Ridley Scott assumiu um desafio arriscado ao conceber “Gladiador”: fazer o espectador abrir mão, ainda que momentaneamente, da fascinação pelos refinados efeitos visuais da computação gráfica para imergir na Roma Antiga com o auxílio primordial da imaginação. Esse universo de brutalidade e glória, onde arenas se impunham como templos do espetáculo e batalhas entre escravos e feras eram entretenimento cotidiano, serve de cenário para uma jornada em que Scott esculpe um épico contemporâneo sobre honra, humilhação, inveja, tragédia, retaliação e redenção. Todos esses sentimentos convergem para um homem marcado pela traição e pelo infortúnio, que primeiro precisa confrontar suas próprias dores antes de se agarrar à chance distorcida, mas providencial, que o destino lhe oferece para acertar as contas com um inimigo que encarna a degradação moral em seu ápice.
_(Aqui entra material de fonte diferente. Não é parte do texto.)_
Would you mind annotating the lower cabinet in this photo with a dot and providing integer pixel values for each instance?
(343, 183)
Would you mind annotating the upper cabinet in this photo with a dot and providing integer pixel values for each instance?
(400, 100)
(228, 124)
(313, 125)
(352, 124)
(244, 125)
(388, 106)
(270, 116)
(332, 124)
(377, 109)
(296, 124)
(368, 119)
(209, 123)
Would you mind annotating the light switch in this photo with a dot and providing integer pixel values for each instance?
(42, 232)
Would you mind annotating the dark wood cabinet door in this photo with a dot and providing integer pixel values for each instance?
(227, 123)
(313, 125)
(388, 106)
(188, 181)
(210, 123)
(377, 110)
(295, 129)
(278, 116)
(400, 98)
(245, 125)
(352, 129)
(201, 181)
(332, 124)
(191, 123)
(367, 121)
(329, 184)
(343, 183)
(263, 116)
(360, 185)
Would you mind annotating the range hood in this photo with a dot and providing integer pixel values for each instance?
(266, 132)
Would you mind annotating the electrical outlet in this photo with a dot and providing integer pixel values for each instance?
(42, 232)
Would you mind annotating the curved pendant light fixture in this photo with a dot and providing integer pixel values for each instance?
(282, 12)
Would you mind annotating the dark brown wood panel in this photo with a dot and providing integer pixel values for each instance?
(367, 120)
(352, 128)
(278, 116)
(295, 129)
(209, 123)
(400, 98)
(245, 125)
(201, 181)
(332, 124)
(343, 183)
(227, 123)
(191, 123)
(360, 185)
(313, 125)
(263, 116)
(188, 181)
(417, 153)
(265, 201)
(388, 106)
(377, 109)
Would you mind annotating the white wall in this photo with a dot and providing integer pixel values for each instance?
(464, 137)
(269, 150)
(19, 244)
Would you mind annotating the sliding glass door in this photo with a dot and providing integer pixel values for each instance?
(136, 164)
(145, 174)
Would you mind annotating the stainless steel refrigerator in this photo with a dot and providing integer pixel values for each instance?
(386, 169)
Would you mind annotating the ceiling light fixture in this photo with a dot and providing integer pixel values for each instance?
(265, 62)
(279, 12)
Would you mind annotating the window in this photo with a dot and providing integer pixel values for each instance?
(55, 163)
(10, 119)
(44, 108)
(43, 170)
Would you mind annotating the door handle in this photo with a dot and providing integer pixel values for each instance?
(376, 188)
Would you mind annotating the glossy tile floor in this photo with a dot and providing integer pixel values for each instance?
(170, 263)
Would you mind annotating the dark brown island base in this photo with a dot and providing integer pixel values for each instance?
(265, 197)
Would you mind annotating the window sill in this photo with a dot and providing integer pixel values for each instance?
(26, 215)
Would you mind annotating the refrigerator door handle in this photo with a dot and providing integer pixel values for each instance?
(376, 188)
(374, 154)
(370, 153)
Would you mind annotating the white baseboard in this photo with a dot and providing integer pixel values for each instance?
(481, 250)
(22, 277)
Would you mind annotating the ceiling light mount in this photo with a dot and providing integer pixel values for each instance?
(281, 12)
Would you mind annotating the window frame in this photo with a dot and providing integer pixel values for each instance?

No ano 180 da era cristã, o Império Romano se estendia dos desertos africanos às remotas fronteiras do norte da Inglaterra, abrangendo uma vasta parcela da humanidade, subjugada ao rigor absoluto dos césares. Esses monarcas, alçados ao trono pela intriga e mantidos pelo medo, governavam sob a chancela de um Senado que nada mais era do que uma fachada da suposta representatividade popular. Após doze anos de embates contra os bárbaros da Germânia, Marco Aurélio, um imperador cuja maior falha foi subestimar o perigo dentro de sua própria casa, encara o desfecho de sua última campanha militar. A cena que abre o filme, com um homem percorrendo um campo dourado sob uma luz etérea, ressurge em sua conclusão, instaurando um ciclo que transcende o tempo. O mesmo guerreiro implacável que domina os 150 minutos da narrativa se revela, na verdade, um espectro de sua antiga glória, em uma jornada que, como todo clássico imortal, ganha novos contornos a cada revisão atenta.
O roteiro de David Franzoni, John Logan e William Nicholson finca sua estrutura na meticulosa trajetória de vingança de Maximus Decimus Meridius, um general destituído de poder e dignidade após a traição de Cômodo, filho inescrupuloso do imperador. No primeiro ato, Russell Crowe e Richard Harris constroem uma relação que, apesar da aparente simplicidade, sustenta as reviravoltas épicas que virão. A morte de Marco Aurélio, por mais previsível que seja, surge com um impacto inevitável: quando o imperador cai, esgotado de guerra e decepções, inaugura-se uma tragédia que assola tanto os esquecidos pelas elites quanto os que as servem. Roma, mesmo ostentando o título de farol da civilização, exigirá de Maximus o sacrifício máximo diante de um adversário que um dia chamou de irmão.
Ignorar a potência da atuação de Crowe seria um erro primário. Provavelmente no papel mais icônico de sua carreira, ele personifica um herói de poucas palavras, mas de gestos inconfundíveis, captados em closes estratégicos e cortes cirúrgicos de Pietro Scalia. Seu desempenho, digno do Oscar que recebeu, ecoa a grandiosidade de Charlton Heston em “Ben-Hur”, mas sua força se amplifica ao dividir a tela com Joaquin Phoenix, cujo comprometimento visceral ao método stanislavskiano faz de Cômodo um antagonista tão fascinante quanto desprezível.
Muito além dos duelos sangrentos que empolgam a plateia, o embate central do filme está na oposição ideológica entre esses dois homens: de um lado, a virtude açoitada pelo infortúnio; do outro, a depravação disfarçada de poder absoluto. Scott, ciente da complexidade de seu vilão, insere nuances reveladoras, como a relação ambígua entre Cômodo e sua irmã Lucila, vivida por Connie Nielsen, a única pessoa capaz de suscitar nele resquícios de humanidade. “Gladiador” encerra sua saga com um triunfo amargo, ao mesmo tempo melancólico e grandioso, garantindo seu lugar entre os colossos da sétima arte. Mérito de Crowe, Phoenix e de um diretor que, ao rejeitar convenções fáceis, moldou um épico que ressoa além do tempo.